1. Conjugate gradient method
For the textbook calculation example P113: use the conjugate gradient method to solve the linear equation system Ax=b, where the
order n of the matrix A is taken as 100, 200, 400 respectively, and point out whether the calculation results are reliable.
The solution results of the conjugate gradient method are as follows:
(1) When n=100,
the accuracy requirement is met after 50 iterations, and the error curve is shown in the figure below.
(2) When n=200,
the accuracy requirement is met after 100 iterations, and the error curve is shown in the figure below.
(2) When n=400,
the accuracy requirement is met after 200 iterations, and the error curve is shown in the figure below.
(1) The reliability of the result is
n=100, the iteration is 50 times, the error decreases rapidly, reaching 1.07 10-12, and the final result x=(1 1 ... 1)T is brought into the equation, which conforms to the meaning of the question.
n=200, 100 iterations, the error decreases rapidly, reaching 6.23 10-12, the final result x=(1 1 ... 1)T, brought into the equation, conforms to the meaning of the question.
n=400, 200 iterations, the error decreases rapidly, reaching 2.14*10-11, the final result x=(1 1 ... 1)T, brought into the equation, conforms to the meaning of the question.
(2) Advantages
It is suitable for symmetric matrix operations with simple structure, high consistency and large order.
(3) Limitations
This algorithm is only applicable to sparse symmetric arrays with consistent diagonal elements of A, and not applicable to inconsistent diagonal elements. Likewise, the resulting b vector is suitable for cases where individual elements are nonzero and others are zero.

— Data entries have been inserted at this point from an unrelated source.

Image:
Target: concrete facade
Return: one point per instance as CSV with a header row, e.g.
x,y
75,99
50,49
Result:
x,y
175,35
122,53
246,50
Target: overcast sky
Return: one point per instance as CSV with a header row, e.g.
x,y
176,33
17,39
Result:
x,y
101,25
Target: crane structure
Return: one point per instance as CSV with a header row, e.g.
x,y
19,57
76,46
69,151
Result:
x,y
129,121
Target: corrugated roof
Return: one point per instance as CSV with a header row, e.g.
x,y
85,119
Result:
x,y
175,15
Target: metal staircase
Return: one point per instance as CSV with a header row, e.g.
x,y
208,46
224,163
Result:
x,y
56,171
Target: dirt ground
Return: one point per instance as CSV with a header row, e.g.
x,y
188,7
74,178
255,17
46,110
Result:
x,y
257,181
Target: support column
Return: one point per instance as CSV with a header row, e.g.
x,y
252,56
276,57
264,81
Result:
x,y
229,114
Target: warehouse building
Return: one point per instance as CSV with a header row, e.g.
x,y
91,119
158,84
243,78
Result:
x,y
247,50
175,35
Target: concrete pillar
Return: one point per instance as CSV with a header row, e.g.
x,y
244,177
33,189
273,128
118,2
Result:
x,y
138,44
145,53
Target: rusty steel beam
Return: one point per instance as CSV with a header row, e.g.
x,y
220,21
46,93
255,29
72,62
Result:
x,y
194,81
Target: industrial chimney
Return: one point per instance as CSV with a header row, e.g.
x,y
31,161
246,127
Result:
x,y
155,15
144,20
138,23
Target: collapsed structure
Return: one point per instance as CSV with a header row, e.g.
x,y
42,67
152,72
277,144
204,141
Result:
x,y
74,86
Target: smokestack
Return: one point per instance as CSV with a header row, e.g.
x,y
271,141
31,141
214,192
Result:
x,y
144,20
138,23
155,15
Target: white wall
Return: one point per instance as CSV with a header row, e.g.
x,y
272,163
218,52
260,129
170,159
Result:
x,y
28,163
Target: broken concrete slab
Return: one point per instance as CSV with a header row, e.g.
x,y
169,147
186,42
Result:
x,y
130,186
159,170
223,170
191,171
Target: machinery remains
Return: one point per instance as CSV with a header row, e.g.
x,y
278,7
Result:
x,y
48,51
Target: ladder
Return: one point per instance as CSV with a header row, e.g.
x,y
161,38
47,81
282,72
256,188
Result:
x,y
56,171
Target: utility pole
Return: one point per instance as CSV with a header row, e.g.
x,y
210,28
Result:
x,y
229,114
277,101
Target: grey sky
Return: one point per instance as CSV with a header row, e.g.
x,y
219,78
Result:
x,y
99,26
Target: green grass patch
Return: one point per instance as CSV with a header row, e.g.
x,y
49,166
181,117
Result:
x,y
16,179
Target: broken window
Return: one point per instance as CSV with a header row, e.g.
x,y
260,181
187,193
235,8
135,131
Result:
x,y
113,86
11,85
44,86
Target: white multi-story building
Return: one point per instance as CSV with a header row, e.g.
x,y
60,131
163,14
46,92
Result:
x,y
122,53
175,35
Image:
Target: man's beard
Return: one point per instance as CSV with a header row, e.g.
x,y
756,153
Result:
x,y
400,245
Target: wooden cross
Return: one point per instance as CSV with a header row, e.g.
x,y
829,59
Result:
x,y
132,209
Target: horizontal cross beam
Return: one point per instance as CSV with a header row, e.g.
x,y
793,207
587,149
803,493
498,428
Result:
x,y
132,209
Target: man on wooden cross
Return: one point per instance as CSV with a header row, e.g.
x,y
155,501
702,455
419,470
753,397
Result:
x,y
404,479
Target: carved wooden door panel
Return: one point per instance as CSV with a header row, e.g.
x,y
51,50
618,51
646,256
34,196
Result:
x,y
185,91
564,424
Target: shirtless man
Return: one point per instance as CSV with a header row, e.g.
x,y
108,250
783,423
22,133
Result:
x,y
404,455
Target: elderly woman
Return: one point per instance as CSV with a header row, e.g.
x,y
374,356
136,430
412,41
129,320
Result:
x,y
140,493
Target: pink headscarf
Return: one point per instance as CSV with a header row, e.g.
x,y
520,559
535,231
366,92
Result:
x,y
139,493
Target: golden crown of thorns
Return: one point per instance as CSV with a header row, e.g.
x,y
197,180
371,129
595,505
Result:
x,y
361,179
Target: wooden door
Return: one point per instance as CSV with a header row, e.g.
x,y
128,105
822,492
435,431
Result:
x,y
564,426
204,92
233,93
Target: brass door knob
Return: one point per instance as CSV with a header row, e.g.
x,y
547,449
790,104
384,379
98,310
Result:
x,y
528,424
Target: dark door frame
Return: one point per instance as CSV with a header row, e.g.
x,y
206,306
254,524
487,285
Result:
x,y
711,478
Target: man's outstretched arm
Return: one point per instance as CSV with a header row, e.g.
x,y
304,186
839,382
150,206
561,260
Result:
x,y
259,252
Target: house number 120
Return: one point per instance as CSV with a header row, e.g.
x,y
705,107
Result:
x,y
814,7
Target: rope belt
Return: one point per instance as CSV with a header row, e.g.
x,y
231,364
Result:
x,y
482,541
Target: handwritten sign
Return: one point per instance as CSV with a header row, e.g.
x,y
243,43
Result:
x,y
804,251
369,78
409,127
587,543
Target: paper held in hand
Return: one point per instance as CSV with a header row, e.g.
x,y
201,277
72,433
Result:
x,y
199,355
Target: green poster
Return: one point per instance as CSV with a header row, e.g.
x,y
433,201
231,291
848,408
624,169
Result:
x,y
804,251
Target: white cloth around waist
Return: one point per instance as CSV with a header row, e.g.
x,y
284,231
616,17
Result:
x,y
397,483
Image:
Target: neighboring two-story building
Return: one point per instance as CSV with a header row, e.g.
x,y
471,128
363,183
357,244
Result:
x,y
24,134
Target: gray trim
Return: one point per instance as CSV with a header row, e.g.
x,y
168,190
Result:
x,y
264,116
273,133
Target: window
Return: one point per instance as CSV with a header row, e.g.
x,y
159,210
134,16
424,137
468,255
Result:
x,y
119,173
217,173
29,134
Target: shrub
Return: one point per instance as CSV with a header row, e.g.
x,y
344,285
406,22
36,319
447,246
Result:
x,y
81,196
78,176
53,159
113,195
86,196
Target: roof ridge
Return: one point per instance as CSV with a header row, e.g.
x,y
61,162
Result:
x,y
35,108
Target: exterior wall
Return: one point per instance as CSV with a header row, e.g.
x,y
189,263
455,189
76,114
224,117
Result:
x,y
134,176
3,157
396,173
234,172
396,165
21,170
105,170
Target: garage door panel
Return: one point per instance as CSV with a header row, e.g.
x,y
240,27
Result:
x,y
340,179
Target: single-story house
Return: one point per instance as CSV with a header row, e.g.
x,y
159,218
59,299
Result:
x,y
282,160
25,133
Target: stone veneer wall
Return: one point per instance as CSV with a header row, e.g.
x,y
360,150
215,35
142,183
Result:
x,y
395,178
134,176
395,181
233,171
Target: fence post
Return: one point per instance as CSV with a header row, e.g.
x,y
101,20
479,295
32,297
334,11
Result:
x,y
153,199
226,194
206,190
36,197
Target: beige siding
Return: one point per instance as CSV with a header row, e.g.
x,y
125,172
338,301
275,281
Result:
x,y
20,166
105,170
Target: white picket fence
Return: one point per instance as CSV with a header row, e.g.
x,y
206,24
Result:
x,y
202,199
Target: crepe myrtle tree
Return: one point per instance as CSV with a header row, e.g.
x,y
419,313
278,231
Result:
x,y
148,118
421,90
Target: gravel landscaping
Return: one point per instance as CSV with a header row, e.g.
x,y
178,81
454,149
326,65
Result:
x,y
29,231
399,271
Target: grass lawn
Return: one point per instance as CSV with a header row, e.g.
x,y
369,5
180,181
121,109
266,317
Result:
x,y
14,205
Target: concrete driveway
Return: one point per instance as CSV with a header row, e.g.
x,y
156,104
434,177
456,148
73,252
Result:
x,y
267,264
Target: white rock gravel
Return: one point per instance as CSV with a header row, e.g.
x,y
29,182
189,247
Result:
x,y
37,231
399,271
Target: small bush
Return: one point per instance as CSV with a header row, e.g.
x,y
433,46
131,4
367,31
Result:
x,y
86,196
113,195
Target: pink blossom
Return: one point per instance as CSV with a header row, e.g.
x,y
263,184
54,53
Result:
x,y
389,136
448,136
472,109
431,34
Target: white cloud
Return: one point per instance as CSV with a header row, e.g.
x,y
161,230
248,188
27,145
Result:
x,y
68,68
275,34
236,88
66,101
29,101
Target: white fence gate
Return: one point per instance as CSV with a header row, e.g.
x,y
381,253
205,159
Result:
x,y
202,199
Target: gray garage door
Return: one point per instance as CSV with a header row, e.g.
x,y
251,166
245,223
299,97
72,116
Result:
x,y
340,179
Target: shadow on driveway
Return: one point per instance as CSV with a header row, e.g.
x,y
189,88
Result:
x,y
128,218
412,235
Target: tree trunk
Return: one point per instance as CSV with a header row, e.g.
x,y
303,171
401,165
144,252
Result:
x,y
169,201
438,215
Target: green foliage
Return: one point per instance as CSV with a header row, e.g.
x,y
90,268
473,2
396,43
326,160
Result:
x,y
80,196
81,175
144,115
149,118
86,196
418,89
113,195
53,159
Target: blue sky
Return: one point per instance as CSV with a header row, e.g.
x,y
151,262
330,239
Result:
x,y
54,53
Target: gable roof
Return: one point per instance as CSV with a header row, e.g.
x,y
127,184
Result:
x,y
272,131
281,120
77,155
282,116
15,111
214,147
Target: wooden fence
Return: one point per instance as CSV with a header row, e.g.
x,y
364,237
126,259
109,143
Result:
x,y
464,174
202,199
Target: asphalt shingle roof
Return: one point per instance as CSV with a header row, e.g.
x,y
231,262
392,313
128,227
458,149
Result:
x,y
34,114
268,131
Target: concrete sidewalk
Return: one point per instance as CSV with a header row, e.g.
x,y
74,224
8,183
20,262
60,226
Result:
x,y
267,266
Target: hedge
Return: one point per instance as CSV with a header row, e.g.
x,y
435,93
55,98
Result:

Second, the steepest descent method
(1) When n=100,
when the precision is 1*10-6, it takes 19465 iterations to meet the precision requirement.
(2) When n=200,
when the precision is 1*10-6, it takes 68688 iterations to meet the precision requirement.
(3) When n=400,
when the precision is 1*10-6, it takes 239671 iterations to meet the precision requirement.
From the above results, it can be seen that the number of iterations of the steepest descent method is much higher than that of the conjugate gradient method when the same accuracy is satisfied.
Third, the comparison between the two
Taking n=200 as an example, draw the curve of the error of the conjugate gradient method and the steepest descent method with the number of iterations, as shown in the figure below.
The analysis shows that when the number of iterations of the conjugate gradient method reaches n, the error will decrease rapidly, while the trend of the steepest descent method error reduction is relatively flat, indicating that its convergence speed is slow.